Indigenous issues in New Zealand (Claire Charters)

Dr Charter’s presentation was focused on tino rangatiratanga and mana Motuhake for Māori under te Tiriti. Specifically, she talked about the ways in which the New Zealand State recognises Māori authority. The overarching theme was that judges have an important role in interpreting Indigenous peoples’ rights under the UN Declaration and in te Tiriti consistently with Indigenous peoples’ interpretations. This was a reference to her earlier contribution in The Promise of Law: Essays marking the retirement of Dame Sian Elias as Chief Justice of New Zealand where she wrote about the anxiety judges face recognising Māori tino rangatiratanga as undermining their own authority as judges (and that of the State). On the contrary, she argued that it would elevate judicial authority to do so.

Her three main areas of focus were on:

  1. Adjudication and interpretation of the UNDRIP, including our right to self-determination, and Indigenous women’s rights at the international level;
  2. recent recommendations for constitutional change in Aotearoa/New Zealand: based on UNDRIP and te Tiriti;
  3. How New Zealand courts, and possibly other state courts, should address Indigenous authority and sovereignty.

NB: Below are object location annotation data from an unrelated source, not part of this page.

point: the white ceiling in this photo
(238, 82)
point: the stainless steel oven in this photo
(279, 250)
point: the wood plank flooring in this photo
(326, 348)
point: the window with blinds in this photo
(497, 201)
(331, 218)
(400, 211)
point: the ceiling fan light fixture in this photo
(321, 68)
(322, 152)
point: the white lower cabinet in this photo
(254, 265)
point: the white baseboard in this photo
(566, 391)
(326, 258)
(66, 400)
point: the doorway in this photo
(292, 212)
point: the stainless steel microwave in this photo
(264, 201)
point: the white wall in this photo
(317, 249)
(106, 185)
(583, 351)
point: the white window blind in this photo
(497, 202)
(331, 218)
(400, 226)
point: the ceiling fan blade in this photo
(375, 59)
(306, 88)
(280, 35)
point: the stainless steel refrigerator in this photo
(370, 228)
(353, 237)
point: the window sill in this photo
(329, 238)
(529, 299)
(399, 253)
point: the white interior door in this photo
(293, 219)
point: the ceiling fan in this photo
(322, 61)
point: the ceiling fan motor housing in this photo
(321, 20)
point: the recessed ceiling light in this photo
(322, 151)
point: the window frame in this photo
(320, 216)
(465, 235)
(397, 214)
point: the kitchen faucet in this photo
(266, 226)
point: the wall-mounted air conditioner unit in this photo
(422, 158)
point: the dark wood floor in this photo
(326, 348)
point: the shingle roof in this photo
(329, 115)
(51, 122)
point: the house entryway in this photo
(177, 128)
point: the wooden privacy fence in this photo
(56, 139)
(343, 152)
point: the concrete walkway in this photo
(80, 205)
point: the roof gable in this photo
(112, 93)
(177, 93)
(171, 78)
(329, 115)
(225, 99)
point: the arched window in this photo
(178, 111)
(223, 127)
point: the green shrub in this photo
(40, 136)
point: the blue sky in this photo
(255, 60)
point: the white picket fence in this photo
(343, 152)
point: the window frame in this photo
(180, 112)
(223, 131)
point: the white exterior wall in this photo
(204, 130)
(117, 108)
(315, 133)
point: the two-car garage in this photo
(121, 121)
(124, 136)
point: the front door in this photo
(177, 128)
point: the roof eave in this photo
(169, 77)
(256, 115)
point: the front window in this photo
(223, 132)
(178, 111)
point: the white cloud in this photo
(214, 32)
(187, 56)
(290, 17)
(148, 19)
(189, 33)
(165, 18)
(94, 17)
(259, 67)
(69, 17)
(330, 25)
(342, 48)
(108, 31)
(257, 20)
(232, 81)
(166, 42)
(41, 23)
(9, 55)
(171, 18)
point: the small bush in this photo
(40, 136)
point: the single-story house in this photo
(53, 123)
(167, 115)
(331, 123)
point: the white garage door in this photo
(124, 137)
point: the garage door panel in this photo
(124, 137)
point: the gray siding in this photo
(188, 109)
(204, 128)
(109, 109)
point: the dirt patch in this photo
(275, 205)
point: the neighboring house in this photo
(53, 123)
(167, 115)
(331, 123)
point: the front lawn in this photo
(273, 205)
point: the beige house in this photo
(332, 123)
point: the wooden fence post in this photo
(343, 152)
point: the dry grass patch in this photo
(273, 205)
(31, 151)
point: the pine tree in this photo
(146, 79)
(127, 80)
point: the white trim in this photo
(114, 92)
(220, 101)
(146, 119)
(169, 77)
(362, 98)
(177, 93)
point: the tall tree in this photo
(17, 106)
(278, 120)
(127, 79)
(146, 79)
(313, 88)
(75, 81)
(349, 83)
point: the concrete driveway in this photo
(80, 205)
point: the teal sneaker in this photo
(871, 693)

With respect to the first, she discussed how there was a range of interpretations of the UNDRIP and more specifically, what self-determination for Indigenous peoples meant. She put forward strongly that it was highly problematic that Indigenous peoples do not have the authority to determine what self-determination under the UNDRIP meant for them—and that this was largely an issue left to international and state adjudicators. Her argument was that these decision-makers should give great weight for Indigenous peoples’ voices before making a determination and, even possibly, top defer to the interpretation preferred by Indigenous peoples.

With respect to the second, she talked about recent constitutional reform proposals made in Aoteroa and, in particular, the recommendations of the Aotearoa UNDRIP Working Group in which she served as chair. While she acknowledged that New Zealand provides comparatively well, internationally speaking, for Māori participation in state governance, she suggested a greater focus on establishing spheres of independent Māori authority and shared spheres of governance with the Crown.

With respect to the third, she asked for the courts to transparently acknowledge that the New Zealand Crown’s claim to legitimacy is questionable, as a matter of law. She argued that it would not mean that judges should put down their pens. Instead, the judiciary might expressly justify their continued role on the basis that, as courts, they are authorised as a matter of state law to determine disputes and so long as state law is the political reality, they must continue to do so.